Kabinet grijpt in bij hoger beroepsonderwijs
Het stelsel dat de kwaliteit van en het toezicht op het hbo regelt heeft niet gewerkt zoals het zou moeten. Sommige instellingen hebben laten zien dat ze de grote mate van vrijheid die het stelsel ze biedt niet aankunnen. Daarom is ingrijpen noodzakelijk.
Dit blijkt uit de kabinetsreactie op de rapporten van de Inspectie van het Onderwijs over de alternatieve afstudeertrajecten. De ministerraad heeft op voorstel van staatssecretaris Zijlstra van Onderwijs, Cultuur en Wetenschap ingestemd met toezending aan de Tweede Kamer van deze kabinetsreactie.
Het kabinet is van mening dat krachtig ingrijpen nodig is om het vertrouwen in het functioneren van het stelsel te herstellen. Eerder is al besloten tot een boete voor Inholland voor de onrechtmatig verstrekte diploma’s en is aangekondigd de procedure te starten voor intrekking van de accreditatie van vier zeer zwakke opleidingen bij Inholland.
De ministerraad heeft nu ingestemd met een pakket aan ingrepen in het stelsel. De meest in het oog springende maatregelen zijn de landelijke toetsen voor zogeheten kernvakken en de verplichting dat alle docenten in het hbo minimaal een mastergraad hebben. Daarnaast wordt de controle op de kwaliteit van het onderwijs verscherpt: zo gaan visitatiepanels weer in de klas kijken hoe er wordt gedoceerd, worden managers met een financiële taak geweerd uit examencommissies en verliest de instelling het recht om leden in het visitatiepanel te benoemen.

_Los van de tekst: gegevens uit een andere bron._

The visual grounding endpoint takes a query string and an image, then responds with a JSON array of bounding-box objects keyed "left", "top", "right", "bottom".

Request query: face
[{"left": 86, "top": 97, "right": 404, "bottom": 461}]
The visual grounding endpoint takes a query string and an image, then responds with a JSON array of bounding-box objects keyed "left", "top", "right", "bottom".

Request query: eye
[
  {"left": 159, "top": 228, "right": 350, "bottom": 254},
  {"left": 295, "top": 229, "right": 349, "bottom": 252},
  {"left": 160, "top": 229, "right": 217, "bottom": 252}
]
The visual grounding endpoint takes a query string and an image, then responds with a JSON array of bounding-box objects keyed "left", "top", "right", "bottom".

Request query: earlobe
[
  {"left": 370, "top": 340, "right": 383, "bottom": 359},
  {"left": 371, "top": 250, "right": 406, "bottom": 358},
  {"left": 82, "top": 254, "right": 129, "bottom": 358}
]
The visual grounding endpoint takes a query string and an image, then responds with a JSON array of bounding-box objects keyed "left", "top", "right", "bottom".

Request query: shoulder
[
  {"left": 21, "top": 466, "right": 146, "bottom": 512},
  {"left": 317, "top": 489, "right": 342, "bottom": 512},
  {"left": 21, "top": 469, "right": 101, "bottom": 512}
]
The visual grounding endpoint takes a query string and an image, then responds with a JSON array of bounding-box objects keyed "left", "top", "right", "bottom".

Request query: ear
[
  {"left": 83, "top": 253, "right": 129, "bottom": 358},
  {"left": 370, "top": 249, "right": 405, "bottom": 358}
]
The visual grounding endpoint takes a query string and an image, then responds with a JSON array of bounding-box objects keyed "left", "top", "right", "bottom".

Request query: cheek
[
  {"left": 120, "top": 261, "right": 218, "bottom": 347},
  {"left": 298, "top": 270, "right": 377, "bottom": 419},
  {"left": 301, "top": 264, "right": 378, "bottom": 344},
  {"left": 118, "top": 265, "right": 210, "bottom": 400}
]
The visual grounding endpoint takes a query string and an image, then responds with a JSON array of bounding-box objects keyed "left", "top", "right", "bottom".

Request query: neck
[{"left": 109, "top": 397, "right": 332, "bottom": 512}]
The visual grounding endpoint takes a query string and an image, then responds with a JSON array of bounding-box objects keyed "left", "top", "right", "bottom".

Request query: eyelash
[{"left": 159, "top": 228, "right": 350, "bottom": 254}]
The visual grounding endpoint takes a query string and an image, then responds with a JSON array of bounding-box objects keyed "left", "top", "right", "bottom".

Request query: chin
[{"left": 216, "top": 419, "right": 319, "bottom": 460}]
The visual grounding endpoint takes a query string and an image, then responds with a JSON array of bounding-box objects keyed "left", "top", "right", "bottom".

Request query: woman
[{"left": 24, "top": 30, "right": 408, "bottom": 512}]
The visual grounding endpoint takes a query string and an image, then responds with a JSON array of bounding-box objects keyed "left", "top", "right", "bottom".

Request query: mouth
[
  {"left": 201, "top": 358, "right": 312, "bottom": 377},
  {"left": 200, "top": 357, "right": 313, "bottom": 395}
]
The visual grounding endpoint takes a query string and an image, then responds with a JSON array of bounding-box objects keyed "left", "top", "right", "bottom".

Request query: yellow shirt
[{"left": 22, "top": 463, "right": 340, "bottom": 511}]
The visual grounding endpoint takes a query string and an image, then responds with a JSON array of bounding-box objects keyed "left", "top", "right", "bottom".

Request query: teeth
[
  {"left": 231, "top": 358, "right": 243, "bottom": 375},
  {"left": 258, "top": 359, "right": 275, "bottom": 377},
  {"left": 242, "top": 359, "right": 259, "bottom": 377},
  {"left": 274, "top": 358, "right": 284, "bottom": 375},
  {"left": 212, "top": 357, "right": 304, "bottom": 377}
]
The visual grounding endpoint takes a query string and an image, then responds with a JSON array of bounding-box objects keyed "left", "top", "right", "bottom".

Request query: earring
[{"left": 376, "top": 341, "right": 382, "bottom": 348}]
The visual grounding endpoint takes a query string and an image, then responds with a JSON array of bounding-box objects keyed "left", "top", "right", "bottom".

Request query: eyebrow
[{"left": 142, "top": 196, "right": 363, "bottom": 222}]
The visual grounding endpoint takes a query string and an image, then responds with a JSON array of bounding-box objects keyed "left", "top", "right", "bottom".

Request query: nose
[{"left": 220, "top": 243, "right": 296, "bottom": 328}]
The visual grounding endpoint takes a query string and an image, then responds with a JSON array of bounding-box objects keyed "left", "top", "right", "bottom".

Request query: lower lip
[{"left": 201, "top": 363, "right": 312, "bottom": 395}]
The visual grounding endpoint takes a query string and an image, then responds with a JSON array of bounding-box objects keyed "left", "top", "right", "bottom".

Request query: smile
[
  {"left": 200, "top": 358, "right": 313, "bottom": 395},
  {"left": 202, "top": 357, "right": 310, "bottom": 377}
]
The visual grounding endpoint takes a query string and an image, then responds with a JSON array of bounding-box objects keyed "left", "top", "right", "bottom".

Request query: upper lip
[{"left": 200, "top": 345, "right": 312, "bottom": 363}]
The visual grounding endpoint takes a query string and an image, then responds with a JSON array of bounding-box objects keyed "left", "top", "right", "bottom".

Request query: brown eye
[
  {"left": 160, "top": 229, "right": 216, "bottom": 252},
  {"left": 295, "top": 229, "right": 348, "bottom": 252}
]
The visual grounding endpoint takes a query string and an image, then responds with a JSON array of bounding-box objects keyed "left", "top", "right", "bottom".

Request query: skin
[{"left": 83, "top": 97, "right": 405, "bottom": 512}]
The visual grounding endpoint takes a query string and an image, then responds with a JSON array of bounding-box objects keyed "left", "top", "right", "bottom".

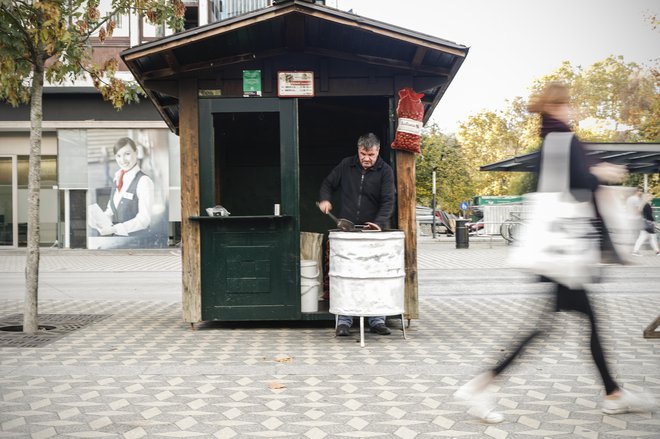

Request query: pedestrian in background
[
  {"left": 455, "top": 82, "right": 655, "bottom": 423},
  {"left": 632, "top": 192, "right": 659, "bottom": 256}
]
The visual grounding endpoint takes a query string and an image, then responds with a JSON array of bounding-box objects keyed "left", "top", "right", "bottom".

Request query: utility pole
[{"left": 431, "top": 168, "right": 437, "bottom": 239}]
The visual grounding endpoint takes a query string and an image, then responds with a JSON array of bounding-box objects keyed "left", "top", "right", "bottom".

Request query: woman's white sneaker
[
  {"left": 455, "top": 372, "right": 504, "bottom": 424},
  {"left": 602, "top": 389, "right": 656, "bottom": 414}
]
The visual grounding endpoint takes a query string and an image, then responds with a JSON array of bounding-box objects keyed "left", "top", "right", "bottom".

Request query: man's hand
[
  {"left": 591, "top": 162, "right": 627, "bottom": 184},
  {"left": 364, "top": 222, "right": 381, "bottom": 231},
  {"left": 318, "top": 200, "right": 332, "bottom": 214}
]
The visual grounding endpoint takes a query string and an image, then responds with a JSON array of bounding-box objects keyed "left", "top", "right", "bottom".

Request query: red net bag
[{"left": 391, "top": 87, "right": 424, "bottom": 154}]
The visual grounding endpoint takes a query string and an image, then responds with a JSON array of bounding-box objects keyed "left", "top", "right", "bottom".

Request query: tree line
[{"left": 417, "top": 56, "right": 659, "bottom": 213}]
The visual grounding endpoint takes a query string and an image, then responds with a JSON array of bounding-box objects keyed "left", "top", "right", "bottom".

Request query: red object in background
[{"left": 391, "top": 87, "right": 425, "bottom": 154}]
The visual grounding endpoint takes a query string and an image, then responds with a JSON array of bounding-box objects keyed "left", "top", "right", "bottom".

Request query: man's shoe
[
  {"left": 370, "top": 324, "right": 391, "bottom": 335},
  {"left": 335, "top": 324, "right": 351, "bottom": 336}
]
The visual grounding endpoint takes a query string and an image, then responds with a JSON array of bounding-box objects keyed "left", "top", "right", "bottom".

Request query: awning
[{"left": 480, "top": 143, "right": 660, "bottom": 174}]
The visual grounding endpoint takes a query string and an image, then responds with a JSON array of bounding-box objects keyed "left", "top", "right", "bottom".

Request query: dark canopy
[{"left": 481, "top": 143, "right": 660, "bottom": 174}]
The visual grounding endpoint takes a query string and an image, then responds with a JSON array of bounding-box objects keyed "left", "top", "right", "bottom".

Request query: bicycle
[{"left": 500, "top": 211, "right": 524, "bottom": 243}]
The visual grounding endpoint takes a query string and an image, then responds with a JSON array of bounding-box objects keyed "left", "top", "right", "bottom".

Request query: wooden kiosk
[{"left": 121, "top": 0, "right": 467, "bottom": 325}]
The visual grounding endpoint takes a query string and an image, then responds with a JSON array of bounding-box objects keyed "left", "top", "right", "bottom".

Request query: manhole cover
[{"left": 0, "top": 314, "right": 110, "bottom": 348}]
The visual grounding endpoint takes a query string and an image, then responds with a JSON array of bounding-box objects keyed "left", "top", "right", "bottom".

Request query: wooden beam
[
  {"left": 179, "top": 78, "right": 202, "bottom": 324},
  {"left": 138, "top": 44, "right": 450, "bottom": 82},
  {"left": 263, "top": 59, "right": 273, "bottom": 93},
  {"left": 301, "top": 8, "right": 468, "bottom": 57},
  {"left": 123, "top": 8, "right": 288, "bottom": 62},
  {"left": 158, "top": 95, "right": 179, "bottom": 107},
  {"left": 123, "top": 5, "right": 466, "bottom": 63},
  {"left": 285, "top": 13, "right": 305, "bottom": 51},
  {"left": 393, "top": 75, "right": 418, "bottom": 320},
  {"left": 305, "top": 46, "right": 451, "bottom": 76},
  {"left": 141, "top": 48, "right": 288, "bottom": 80},
  {"left": 413, "top": 76, "right": 447, "bottom": 92},
  {"left": 143, "top": 80, "right": 179, "bottom": 98},
  {"left": 411, "top": 47, "right": 427, "bottom": 67},
  {"left": 319, "top": 58, "right": 329, "bottom": 92},
  {"left": 396, "top": 149, "right": 419, "bottom": 320},
  {"left": 163, "top": 50, "right": 181, "bottom": 72}
]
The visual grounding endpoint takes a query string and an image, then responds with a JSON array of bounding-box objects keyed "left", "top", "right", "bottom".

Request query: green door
[{"left": 199, "top": 98, "right": 300, "bottom": 321}]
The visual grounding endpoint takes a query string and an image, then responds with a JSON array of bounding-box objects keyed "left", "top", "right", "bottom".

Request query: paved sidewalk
[{"left": 1, "top": 242, "right": 659, "bottom": 438}]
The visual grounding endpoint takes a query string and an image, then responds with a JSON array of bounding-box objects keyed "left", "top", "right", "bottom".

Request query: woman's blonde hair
[{"left": 527, "top": 81, "right": 570, "bottom": 115}]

Het sluitstuk van het pakket maatregelen is de rol die de Inspectie van het Onderwijs krijgt. De Nederlands-Vlaamse Accreditatie Organisatie (NVAO) accrediteert eens in de zes jaar een instelling, de Inspectie gaat voortaan in de tussenliggende periode toezicht houden op de kwaliteit van het onderwijs.